Today, we take for granted the generous hospitality offered by the Native Americans to the newly arrived Pilgrims. We learn throughout our lives what this day is supposed to mean, yet when it comes to application we begin to draw blanks. As a society, we have replaced the original meaning of commemoration with mass consumption of food, football and parades.

Our country’s change of heart can be seen in the current proceedings of the North Dakota Access Pipeline situation. For example, its most recent gift given to the native population was a bracing shower in freezing temperatures while they were attempting to protect their sacred lands. This pipeline has remained a headline issue that became highlighted during election season and has thrived due to the controversy of the situation.

The most recent controversy comes to head in an ironic twist, as protesters have been mowed down by the very resource that they have been fighting to protect. Amid struggles to protect reserved Sioux land, protesters have spent the recent months protesting the construction of the North Dakota Access Pipeline. The primary reasoning behind this now-classic struggle is all in the name of human rights and how large corporations have been suppressing these intangible rights for decades. It is seen by the native population that protecting their land is now an even higher priority than what it once was.

The original plan for the North Dakota Access Pipeline had intended for it to run just north of the capital of the state, Bismarck. Seeing as there was mass opposition to these plans, the construction company decided to relocate the rest of the pipeline through the Standing Rock Sioux reservation, where its construction is currently being peacefully protested by a generous mix of people. The coincidence with the movement of the pipeline construction is that the majority of Bismarck is composed of a white population and therefore had a louder voicing of opinion in the entirety of the situation. Their complaints are the same as those of the residents of Standing Rock: potential water pollution from any possible runoff due to the pipeline’s activity in carrying oil. Even with the same concerns, the construction continues without regard to the protesters’ efforts that are driven by environmental and public health concerns in addition to simply not wanting the pipeline on their land.

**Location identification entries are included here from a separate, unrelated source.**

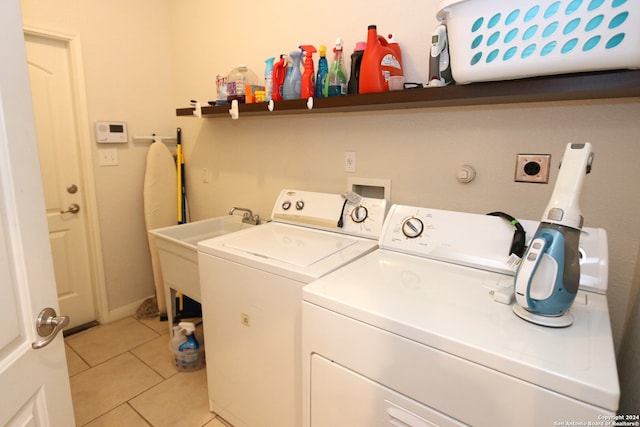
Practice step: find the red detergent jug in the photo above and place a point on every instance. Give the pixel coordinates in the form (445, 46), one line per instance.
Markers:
(379, 62)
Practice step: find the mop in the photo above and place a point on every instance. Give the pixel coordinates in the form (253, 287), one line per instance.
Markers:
(159, 211)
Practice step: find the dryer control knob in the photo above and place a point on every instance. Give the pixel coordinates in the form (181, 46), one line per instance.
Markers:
(412, 227)
(359, 214)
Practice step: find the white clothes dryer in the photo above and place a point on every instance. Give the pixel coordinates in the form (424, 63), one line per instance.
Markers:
(251, 285)
(414, 334)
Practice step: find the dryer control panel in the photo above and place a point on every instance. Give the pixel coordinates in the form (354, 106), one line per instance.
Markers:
(481, 241)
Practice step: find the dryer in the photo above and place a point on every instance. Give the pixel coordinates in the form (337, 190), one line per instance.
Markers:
(251, 283)
(420, 333)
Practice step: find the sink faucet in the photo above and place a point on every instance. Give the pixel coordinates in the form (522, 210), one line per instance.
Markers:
(247, 217)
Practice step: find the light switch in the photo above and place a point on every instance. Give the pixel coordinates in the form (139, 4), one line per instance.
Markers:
(108, 157)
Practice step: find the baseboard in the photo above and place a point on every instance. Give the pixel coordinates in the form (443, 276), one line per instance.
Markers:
(125, 311)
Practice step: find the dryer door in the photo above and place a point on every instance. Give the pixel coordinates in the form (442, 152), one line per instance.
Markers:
(343, 398)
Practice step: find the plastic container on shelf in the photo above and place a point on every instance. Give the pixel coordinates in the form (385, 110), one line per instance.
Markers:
(491, 40)
(379, 62)
(237, 81)
(336, 81)
(356, 60)
(293, 79)
(323, 70)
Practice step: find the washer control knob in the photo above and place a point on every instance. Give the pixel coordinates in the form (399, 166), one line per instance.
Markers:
(359, 214)
(412, 227)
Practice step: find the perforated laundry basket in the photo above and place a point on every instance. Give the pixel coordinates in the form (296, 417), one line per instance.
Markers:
(510, 39)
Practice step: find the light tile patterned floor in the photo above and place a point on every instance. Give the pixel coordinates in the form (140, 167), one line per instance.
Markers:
(122, 374)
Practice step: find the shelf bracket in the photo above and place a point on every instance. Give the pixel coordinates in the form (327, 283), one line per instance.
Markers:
(197, 111)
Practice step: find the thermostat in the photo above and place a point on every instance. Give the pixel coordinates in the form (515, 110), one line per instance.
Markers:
(111, 132)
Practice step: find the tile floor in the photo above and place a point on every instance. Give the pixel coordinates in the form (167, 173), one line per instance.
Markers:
(122, 374)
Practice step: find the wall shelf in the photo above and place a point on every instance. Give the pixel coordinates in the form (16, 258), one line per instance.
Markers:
(566, 87)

What this whole situation represents is the blatant disregard for human rights when it gets in the way of potential profit for the corporations involved. This type of behavior has been exhibited across the world and has tended to lead to reforms — if not revolts — by those who have been oppressed by such corporations who seem to seek money over all else. It is an amazement that even though this land is protected by federal statutes, there has been no sort of government intervention in the assistance of helping these native people in securing their land against a private entity that they have no desire of allowing to desecrate their land and potentially their water supply.

If these sort of public outcries are listened to when they come from a white community, yet not one of minorities, then this stands as proof of the lack of true equal opportunity and representation within this country that we deem as modern America.